Le roman se veut au départ assez léger et mystérieux. En Bretagne, à Crozon, un bibliothécaire un brin farfelu s’est pris de passion pour les auteurs atteints de disgrâce  et entreprend d'accueillir dans sa bibliothèque tous les manuscrits refusés par les éditeurs (une idée directement inspirée par Richard Brautigan, éminent représentant de la beat generation, qui ouvrit dans le Vermont une bibliothèque fonctionnant sur ce principe). L’idée fait sourire et la bibliothèque de Crozon acquiert une petite notoriété, avant que l’attrait de la nouveauté ne disparaisse et qu’elle ne retombe dans un confortable anonymat. Mais les auteurs oubliés ont continué à affluer, faisant de Crozon le temple des manuscrits jamais publiés, jusqu’au jour où une jeune éditrice y découvre semble-t-il un chef d’oeuvre passé inaperçu, une pépite qu’elle projette désormais de publier. Mais un mystère demeure, qui est Henri Pick, l’auteur parfaitement inconnu qui se cache derrière ce chef-d’oeuvre ? Delphine, l’éditrice, et son compagnon partent donc sur une piste cousue de fils blancs, qui les mène tout droit sur les traces d’un pizzaiolo du cru, un brave homme décédé depuis deux ans et qui selon sa veuve n’ouvrit jamais un seul livre de son vivant. Mais comment un homme, certes gentil mais un poil bourru, peut-il être à l’origine d’un roman d’amour aussi fin et sensible, imprégné par la poésie de Pouchkine et magnifié par le destin de sa fin tragique ? C’est un mystère que Delphine et sa maison d’édition espèrent bien exploiter afin d’assurer le succès du livre, avec un sens du marketing qui n’a d’égal que le flair et le talent qu’elle déploie pour dénicher les nouveaux talents.

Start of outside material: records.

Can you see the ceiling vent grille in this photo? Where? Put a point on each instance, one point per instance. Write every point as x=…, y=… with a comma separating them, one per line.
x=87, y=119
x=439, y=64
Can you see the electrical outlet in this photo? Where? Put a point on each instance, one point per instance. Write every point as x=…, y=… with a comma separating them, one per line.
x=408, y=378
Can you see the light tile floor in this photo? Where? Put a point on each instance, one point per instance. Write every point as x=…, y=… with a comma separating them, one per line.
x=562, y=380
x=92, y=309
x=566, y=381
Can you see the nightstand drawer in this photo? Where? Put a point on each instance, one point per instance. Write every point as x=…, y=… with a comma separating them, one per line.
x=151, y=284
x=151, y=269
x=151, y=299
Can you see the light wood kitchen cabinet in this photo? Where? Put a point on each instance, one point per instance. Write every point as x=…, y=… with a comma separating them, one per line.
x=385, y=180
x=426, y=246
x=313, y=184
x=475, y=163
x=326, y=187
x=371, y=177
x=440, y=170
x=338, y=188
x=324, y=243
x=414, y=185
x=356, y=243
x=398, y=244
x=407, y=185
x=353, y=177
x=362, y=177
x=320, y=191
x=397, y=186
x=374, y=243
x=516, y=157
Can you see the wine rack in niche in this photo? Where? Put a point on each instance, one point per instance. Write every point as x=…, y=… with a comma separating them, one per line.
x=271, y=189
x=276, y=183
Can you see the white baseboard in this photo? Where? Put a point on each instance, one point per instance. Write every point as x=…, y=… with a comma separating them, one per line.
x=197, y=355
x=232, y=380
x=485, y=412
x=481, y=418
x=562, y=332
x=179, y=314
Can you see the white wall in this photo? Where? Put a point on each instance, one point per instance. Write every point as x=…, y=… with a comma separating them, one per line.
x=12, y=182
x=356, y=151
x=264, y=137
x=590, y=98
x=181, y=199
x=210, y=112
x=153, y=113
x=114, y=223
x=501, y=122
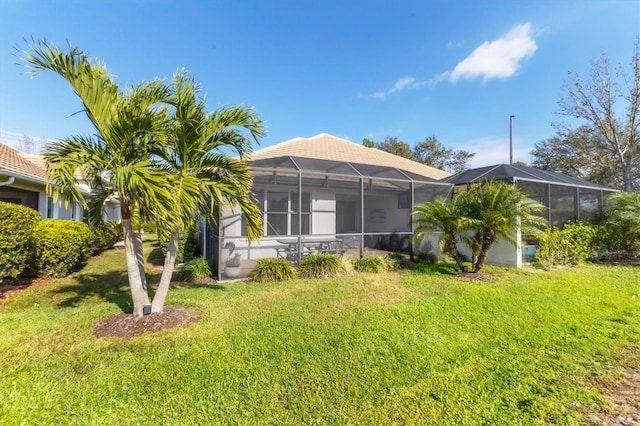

Léger et enlevé, le roman de David Foenkinos n’est pas dénué de profondeur lorsqu’il se penche sur les sentiments qui tourmentent ses personnages ; car au creux de ce mystère se cache une très belle histoire d’amour que les premiers lecteurs d’Henri Pick imaginent forcément autobiographique. En réalité c’est tout le roman de Foenkinos qui est littéralement irrigué par le sentiment amoureux, celui qui unit indéfectiblement Delphine et son compagnon écrivain, celui qui se délite entre l’assistante bibliothécaire et son mari fatigué par les années passées à l’usine, celui qui fut irrémédiablement contrarié entre l’ancien bibliothécaire et une jeune Allemande quelques années après la seconde guerre mondiale…. Foenkinos se penche sur ces destins amoureux, d’une manière à la fois légère et délicate, mais avec la gravité nécessaire pour que le lecteur se laisse emporter par le flux d’émotions. Et la recette de l’auteur fonctionne vraiment bien, avec ce savant mélange de sentimentalisme un peu fleur bleue (mais pas niais contrairement à ce que j’ai pu lire), agrémenté d’un soupçon de mystère et d’une pointe de critique lorsqu’il évoque le cynisme qui semble propre au monde de l’édition. Chaque personnage est délicieusement campé, touchant et profondément humain, avec cette simplicité qui, semble-t-il, caractérise la plume de David Foenkinos. On pourra certes regretter que la critique reste un tantinet superficielle ou que la réflexion sur la condition d'écrivain  ne soit que trop brièvement évoquée, mais en définitive cela n’empêche en rien Le mystère Henri Pick d’être une petite pépite de douceur qui fait du bien à l’âme. Et qu’importe s’il vous tire une larme un peu facile, vous aurez bien un carré de tissus pour effacer délicatement cette petite perle salée qui fait briller intensément le regard et fondre les coeurs.
Autrement dit, laissez-vous un peu aller bordel, on ne peut pas tous les jours lire du Dos Passos ou du Dostoievski.

2 commentaires:

Carmen a dit…

Vous avez raison D FOENKINOS est souvent vilipendé, mais j'avais bien aimé "Les souvenirs"du meme auteur où il rend un vibrant hommage à sa grand mère.
On ne dit jamais assez aux gens qu'on les aime de leur vivant.

Emmanuel a dit…

1000 fois oui, c'est une contradiction qui m'a toujours étonné. Drôle de monde où les gens qui s'aiment n'osent pas témoigner leur attachement avant les derniers instants.